Livingston, Tennessee A City Surrounded by Beauty

As we continue our 1940’s tour of the Upper Cumberlands, today we’ll make a stop in Livingston, Tennessee.  For those of us native to the plateau, Livingston is distinctly “under the mountain”.  The nearest movie theatre to Jamestown, it was a frequent destination for young people.  Unfortunately, that theatre closed and with it some of the Livingston traffic surely turned another direction.  However, in 1940, hopes were high for the little town on Highway 52.

The 1940 census counted 1,527 people within the city limits of Overton County’s county seat.  It was strategically located with state highways leading directly to Celina, Jamestown, Cookeville and Byrdstown.  There was also a planned highway that would be designated Cordell Hull Parkway and would lead to Monterey. 

The March of Progress publication reports Livingston had, “nine different manufacturing and processing establishments in active operation; seventeen retail stores supplying the town and the country around; two drugstores, and an up-to-date hospital; the town enjoys the services of four hotels and five cafes… nine courteous filling stations and auto repair shops.”  The city was served by nine public utility agencies. 

Overton County Farmer in 1940. Can anyone identify the implement he's using?  Please leave a comment if you recognize it. My best guess is a planter

Overton County Farmer in 1940.
Can anyone identify the implement he's using?  Please leave a comment if you recognize it.
My best guess is a planter

Notice the pictures that were offered to represent Overton County.  The town shot shows off a line of 1930’s era automobiles.  The rural shot shows farm machinery pulled by an early tractor, with a second man required to ride on the implement.  I’ve mentioned several times on the blog how long horses and mules were still utilized in our rural communities.  In fact, I’ve just recently had an opportunity to visit with a World War II veteran who confirmed that at the time he was drafted, his father still did not have a car.  And, his grandfather actually never drove despite living until 1976.  So, I can’t help but wonder if the pictures were very carefully framed if not actually staged.  Of course, this being a promotional publication, we would certainly want to show the most progressive side of every community. 
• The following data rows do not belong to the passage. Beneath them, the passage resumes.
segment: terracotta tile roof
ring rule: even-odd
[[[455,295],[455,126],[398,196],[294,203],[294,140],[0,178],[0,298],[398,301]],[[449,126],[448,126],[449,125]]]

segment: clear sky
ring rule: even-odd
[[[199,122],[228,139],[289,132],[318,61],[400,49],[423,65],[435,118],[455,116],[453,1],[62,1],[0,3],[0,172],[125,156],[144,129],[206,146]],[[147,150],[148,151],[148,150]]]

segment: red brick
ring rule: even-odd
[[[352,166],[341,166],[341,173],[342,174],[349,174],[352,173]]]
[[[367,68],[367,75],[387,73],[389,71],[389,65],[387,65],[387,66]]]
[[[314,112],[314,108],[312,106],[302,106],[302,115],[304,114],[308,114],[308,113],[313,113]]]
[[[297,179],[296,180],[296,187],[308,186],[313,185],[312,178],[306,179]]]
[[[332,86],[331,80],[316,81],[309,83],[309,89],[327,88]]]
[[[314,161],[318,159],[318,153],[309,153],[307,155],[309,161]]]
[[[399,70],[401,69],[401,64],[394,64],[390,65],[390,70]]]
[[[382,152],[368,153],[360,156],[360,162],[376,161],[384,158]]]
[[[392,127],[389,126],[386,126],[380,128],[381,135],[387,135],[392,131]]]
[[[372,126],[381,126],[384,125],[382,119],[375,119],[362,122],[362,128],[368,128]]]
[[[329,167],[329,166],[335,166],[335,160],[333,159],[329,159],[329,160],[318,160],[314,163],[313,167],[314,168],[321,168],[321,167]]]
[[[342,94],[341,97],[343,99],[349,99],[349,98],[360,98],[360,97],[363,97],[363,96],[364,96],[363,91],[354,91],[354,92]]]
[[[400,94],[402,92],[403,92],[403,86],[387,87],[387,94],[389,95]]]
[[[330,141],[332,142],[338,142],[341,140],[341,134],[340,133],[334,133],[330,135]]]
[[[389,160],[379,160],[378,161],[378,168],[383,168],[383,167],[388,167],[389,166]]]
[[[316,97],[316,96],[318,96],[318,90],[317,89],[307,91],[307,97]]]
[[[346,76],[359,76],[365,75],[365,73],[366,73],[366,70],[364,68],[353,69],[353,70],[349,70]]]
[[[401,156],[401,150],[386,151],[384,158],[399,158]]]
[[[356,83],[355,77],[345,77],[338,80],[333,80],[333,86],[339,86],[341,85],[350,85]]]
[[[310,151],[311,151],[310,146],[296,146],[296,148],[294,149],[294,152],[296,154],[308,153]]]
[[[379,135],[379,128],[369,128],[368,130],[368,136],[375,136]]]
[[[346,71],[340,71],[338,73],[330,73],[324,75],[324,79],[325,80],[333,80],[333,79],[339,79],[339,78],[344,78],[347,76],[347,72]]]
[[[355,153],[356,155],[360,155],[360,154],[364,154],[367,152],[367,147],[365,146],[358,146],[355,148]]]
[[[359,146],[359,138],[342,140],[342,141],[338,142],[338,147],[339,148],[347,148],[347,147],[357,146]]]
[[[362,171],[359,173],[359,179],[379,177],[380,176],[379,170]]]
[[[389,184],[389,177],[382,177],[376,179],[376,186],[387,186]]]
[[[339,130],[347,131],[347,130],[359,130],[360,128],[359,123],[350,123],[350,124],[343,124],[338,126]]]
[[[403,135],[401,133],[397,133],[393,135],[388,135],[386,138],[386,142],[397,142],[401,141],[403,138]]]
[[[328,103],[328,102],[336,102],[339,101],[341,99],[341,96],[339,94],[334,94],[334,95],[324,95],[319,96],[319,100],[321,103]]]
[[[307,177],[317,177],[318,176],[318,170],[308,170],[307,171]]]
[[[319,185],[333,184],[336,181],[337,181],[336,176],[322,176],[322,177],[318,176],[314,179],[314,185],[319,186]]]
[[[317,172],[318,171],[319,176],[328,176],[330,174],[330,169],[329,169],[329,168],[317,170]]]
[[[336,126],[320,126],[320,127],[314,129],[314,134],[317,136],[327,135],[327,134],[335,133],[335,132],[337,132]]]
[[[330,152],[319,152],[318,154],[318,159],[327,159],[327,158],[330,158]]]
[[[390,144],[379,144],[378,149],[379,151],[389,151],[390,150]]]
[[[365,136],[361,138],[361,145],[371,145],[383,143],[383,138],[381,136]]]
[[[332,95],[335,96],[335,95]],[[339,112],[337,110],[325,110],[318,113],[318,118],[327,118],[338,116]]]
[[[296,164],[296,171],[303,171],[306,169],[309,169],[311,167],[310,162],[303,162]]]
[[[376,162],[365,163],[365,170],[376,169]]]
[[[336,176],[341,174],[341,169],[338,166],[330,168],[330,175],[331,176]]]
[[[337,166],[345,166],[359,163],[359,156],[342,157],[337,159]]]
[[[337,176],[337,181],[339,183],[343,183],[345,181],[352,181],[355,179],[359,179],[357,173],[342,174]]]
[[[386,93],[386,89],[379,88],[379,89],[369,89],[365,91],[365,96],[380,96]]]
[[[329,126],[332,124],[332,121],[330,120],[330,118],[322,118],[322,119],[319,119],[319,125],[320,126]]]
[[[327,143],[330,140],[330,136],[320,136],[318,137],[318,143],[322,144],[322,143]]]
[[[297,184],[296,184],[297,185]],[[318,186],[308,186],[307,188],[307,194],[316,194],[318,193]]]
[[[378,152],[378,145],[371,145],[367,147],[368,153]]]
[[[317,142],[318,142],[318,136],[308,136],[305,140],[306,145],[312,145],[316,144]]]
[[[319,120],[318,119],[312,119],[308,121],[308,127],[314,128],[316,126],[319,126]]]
The rich natural resources of Overton County are not touted quite so loudly as in some of the other communities.  Crawford was part of the Wilder-Davidson mining complex; while the operation was declining somewhat by the end of the 1930’s, it is surprising that this community is only mentioned in a long list of the rural communities of Overton County.  The Dale Hollow Reservoir wouldn’t be completed for a few years after this article was written and probably its recreational asset was not fully understood. 

The article is summarized with an invitation to tourists and industrialists alike.  Hospitality, friendship, willing and anxious laborers are presented as the best reasons to visit or relocate to Livingston, Tennessee.